1.1.2 Inclusion criteria 1 long-term use of glucocorticoid therapy, time ≥ 3 months, prednisone dose ≥ 7.5mg / d; 2 in line with WHO diagnostic criteria for osteoporosis, T value ≤ -2.5SD; 3 women of childbearing age The urine pregnancy test was negative and agreed to take effective birth control measures during the study period; 4 informed consent, voluntary participation in the study, and signed informed consent in accordance with the regulations.

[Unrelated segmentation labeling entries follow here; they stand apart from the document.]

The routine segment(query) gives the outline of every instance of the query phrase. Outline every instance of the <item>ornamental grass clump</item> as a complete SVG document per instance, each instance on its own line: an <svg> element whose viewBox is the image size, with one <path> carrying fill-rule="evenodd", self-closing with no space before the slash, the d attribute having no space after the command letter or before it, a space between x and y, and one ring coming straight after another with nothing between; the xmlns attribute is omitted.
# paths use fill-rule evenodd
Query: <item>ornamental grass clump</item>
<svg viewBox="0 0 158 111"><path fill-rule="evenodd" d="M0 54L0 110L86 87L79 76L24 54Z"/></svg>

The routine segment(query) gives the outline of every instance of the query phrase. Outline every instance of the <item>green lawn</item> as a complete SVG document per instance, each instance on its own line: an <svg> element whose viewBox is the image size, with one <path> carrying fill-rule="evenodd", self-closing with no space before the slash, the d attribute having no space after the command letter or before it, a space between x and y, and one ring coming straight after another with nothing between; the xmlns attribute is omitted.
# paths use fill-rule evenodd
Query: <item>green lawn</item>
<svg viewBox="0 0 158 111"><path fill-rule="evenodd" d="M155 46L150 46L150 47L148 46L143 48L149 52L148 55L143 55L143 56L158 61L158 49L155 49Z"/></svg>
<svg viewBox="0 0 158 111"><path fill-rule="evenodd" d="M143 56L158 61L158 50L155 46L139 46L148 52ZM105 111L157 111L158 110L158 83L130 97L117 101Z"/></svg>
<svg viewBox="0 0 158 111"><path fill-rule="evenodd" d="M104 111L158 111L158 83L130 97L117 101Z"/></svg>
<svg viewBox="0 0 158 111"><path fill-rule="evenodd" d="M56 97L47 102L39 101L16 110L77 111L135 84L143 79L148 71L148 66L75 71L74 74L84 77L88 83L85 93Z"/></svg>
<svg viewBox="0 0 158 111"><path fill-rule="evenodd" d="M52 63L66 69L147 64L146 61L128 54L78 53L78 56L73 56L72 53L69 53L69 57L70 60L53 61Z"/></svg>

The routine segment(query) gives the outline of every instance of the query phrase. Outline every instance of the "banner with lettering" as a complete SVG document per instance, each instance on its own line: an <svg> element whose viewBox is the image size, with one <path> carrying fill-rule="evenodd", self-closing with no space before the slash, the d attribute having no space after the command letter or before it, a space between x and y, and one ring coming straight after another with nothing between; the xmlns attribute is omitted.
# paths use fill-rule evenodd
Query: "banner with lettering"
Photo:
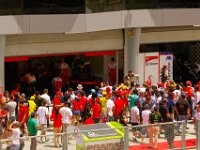
<svg viewBox="0 0 200 150"><path fill-rule="evenodd" d="M160 53L160 71L163 66L167 66L168 80L173 80L173 54Z"/></svg>
<svg viewBox="0 0 200 150"><path fill-rule="evenodd" d="M144 82L152 85L159 81L159 53L144 54Z"/></svg>

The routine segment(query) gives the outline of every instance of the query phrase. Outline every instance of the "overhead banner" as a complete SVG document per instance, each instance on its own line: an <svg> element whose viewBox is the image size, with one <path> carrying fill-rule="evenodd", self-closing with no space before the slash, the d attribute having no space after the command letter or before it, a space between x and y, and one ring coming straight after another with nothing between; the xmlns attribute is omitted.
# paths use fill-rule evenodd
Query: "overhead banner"
<svg viewBox="0 0 200 150"><path fill-rule="evenodd" d="M157 83L159 80L159 53L144 54L144 82Z"/></svg>
<svg viewBox="0 0 200 150"><path fill-rule="evenodd" d="M167 66L168 80L173 80L173 54L172 53L160 53L160 71L163 66Z"/></svg>

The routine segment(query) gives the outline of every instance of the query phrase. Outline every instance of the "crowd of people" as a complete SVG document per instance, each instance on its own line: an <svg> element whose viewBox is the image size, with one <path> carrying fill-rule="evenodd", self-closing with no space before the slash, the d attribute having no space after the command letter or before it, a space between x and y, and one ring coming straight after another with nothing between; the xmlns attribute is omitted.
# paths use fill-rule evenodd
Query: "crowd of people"
<svg viewBox="0 0 200 150"><path fill-rule="evenodd" d="M8 150L22 150L24 141L17 138L36 136L40 130L40 142L48 141L46 129L53 122L55 147L61 147L62 132L68 126L89 125L116 121L133 127L133 140L141 143L148 134L151 148L157 148L159 132L164 130L170 149L173 140L180 132L180 124L168 125L163 129L158 126L137 130L140 124L156 124L187 120L194 117L194 123L200 119L200 84L192 86L190 81L177 84L173 80L168 84L129 83L133 74L130 72L125 82L119 85L101 83L89 94L78 84L77 89L67 91L58 89L50 98L48 89L40 94L36 91L31 97L17 91L4 92L0 95L0 138L11 139L7 142ZM126 82L128 81L128 82ZM52 107L50 111L49 107ZM67 141L70 143L70 141ZM31 150L37 149L37 140L31 138Z"/></svg>

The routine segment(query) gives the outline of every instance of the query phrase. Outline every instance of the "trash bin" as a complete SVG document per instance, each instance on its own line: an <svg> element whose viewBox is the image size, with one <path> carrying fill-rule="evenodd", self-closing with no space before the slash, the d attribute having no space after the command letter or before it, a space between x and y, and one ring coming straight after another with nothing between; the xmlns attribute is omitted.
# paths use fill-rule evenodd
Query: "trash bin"
<svg viewBox="0 0 200 150"><path fill-rule="evenodd" d="M71 130L71 129L70 129ZM76 150L123 150L124 128L118 122L82 125L72 129Z"/></svg>

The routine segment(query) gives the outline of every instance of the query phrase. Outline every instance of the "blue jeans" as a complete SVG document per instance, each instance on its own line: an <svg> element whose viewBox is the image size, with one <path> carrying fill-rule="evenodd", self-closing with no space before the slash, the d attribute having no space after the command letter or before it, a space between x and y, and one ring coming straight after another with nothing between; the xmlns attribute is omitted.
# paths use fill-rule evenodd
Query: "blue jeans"
<svg viewBox="0 0 200 150"><path fill-rule="evenodd" d="M188 116L187 115L178 115L178 121L185 121L185 127L187 127ZM181 123L178 123L176 126L176 132L179 132ZM185 129L186 130L186 129Z"/></svg>

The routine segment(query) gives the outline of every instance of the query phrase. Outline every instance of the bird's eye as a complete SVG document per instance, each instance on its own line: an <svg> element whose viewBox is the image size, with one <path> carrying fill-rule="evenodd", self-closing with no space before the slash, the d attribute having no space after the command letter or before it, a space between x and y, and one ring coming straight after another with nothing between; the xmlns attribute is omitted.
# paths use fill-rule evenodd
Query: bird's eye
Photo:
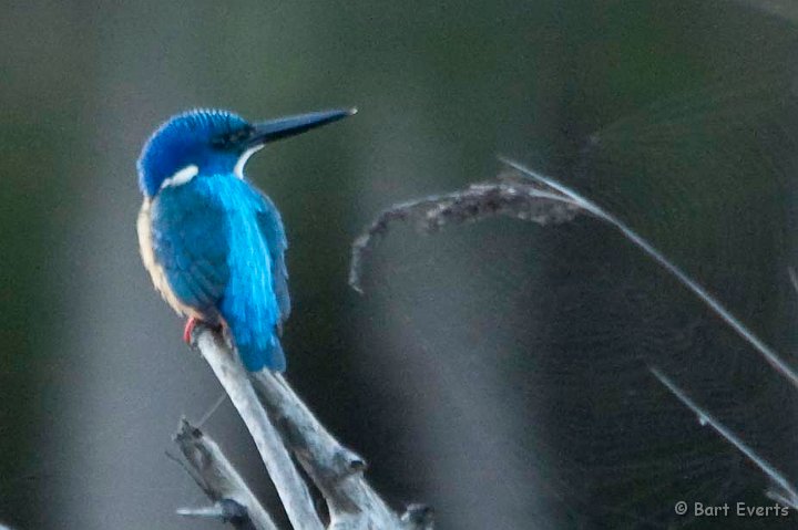
<svg viewBox="0 0 798 530"><path fill-rule="evenodd" d="M215 147L227 148L234 145L241 144L252 135L252 127L244 127L237 131L231 131L229 133L221 134L214 137L211 143Z"/></svg>

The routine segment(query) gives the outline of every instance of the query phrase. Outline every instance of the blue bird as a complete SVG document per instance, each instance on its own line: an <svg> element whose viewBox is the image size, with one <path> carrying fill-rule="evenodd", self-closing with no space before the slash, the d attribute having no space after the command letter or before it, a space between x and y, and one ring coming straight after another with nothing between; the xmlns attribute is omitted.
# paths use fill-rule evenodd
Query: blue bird
<svg viewBox="0 0 798 530"><path fill-rule="evenodd" d="M355 112L250 124L227 111L196 110L172 117L146 142L137 165L139 243L155 289L188 318L186 341L197 321L222 325L247 370L285 370L287 241L277 208L247 181L244 165L269 142Z"/></svg>

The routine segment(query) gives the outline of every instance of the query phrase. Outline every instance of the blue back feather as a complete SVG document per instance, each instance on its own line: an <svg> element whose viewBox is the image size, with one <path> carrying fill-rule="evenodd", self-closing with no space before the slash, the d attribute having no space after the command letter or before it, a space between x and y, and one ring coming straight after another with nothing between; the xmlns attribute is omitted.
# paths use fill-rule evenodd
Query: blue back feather
<svg viewBox="0 0 798 530"><path fill-rule="evenodd" d="M235 175L198 175L161 190L152 216L154 252L176 297L227 324L247 370L285 370L287 243L272 201Z"/></svg>

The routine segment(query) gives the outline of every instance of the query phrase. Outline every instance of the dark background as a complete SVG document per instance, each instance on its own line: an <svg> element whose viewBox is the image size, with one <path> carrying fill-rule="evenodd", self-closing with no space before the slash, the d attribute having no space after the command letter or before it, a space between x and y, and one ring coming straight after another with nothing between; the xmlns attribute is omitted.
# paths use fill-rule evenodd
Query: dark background
<svg viewBox="0 0 798 530"><path fill-rule="evenodd" d="M495 155L587 194L792 364L791 1L7 2L0 17L0 521L218 528L164 451L219 395L137 254L135 159L171 114L357 105L259 154L283 211L288 377L439 528L773 528L771 503L656 364L788 477L798 393L612 229L398 230L382 208L490 178ZM206 425L272 488L229 404Z"/></svg>

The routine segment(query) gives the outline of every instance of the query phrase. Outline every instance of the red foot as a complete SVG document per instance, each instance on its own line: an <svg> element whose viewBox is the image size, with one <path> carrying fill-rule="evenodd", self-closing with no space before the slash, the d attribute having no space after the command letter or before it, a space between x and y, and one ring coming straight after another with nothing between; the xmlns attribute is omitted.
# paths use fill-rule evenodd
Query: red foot
<svg viewBox="0 0 798 530"><path fill-rule="evenodd" d="M183 330L183 341L191 346L192 343L192 334L194 333L194 328L196 328L197 323L200 321L195 319L194 316L188 318L188 321L186 322L186 326Z"/></svg>

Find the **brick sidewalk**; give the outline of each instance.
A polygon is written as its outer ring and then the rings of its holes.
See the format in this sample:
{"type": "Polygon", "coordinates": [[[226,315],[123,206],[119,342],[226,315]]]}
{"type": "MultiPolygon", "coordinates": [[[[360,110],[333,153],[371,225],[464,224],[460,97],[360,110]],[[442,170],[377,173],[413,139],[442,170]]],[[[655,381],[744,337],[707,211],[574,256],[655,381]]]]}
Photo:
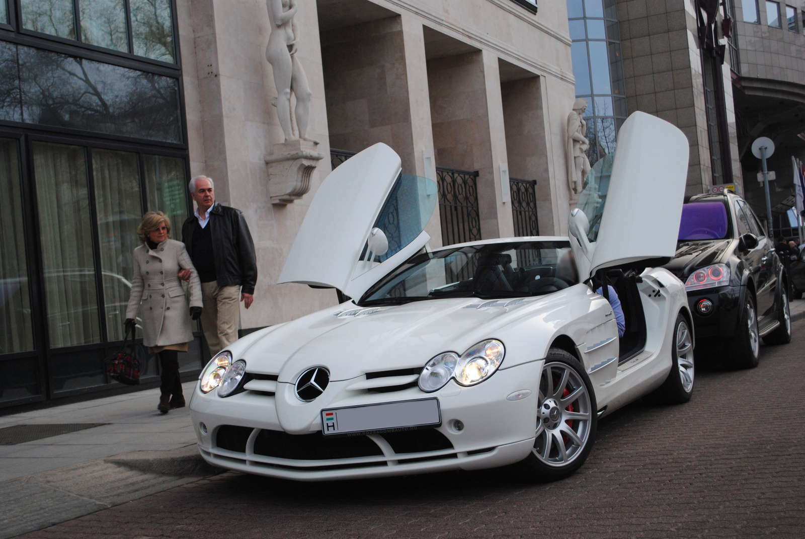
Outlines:
{"type": "Polygon", "coordinates": [[[290,483],[227,473],[25,537],[805,537],[805,322],[693,400],[603,420],[575,476],[501,471],[290,483]]]}

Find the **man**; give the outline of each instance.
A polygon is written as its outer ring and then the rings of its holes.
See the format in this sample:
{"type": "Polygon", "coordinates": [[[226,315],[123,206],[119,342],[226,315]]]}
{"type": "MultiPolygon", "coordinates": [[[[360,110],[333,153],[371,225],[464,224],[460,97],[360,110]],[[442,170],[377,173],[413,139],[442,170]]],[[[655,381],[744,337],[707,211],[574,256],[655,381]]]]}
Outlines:
{"type": "MultiPolygon", "coordinates": [[[[257,258],[249,226],[239,209],[215,203],[213,180],[190,180],[196,213],[182,226],[182,241],[201,280],[201,329],[215,355],[237,340],[238,296],[251,307],[257,284],[257,258]]],[[[180,277],[189,278],[182,272],[180,277]]]]}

1.1.3 Exclusion criteria 1 Pregnancy or lactation and menopausal and perimenopausal women; 2 combined with other systemic diseases affecting bone metabolism: primary hyperparathyroidism, Cushing's syndrome, type 1 diabetes, etc.;
3 combined with skeletal system diseases; 4 have gastrointestinal system disease or history of gastrectomy; 5 with kidney stones, idiopathic hypercalcemia, high urinary calcium;
6 other diseases that affect alkaline phosphatase, such as hepatobiliary diseases;
7 serious serious primary diseases such as heart, lung, brain and mental illness.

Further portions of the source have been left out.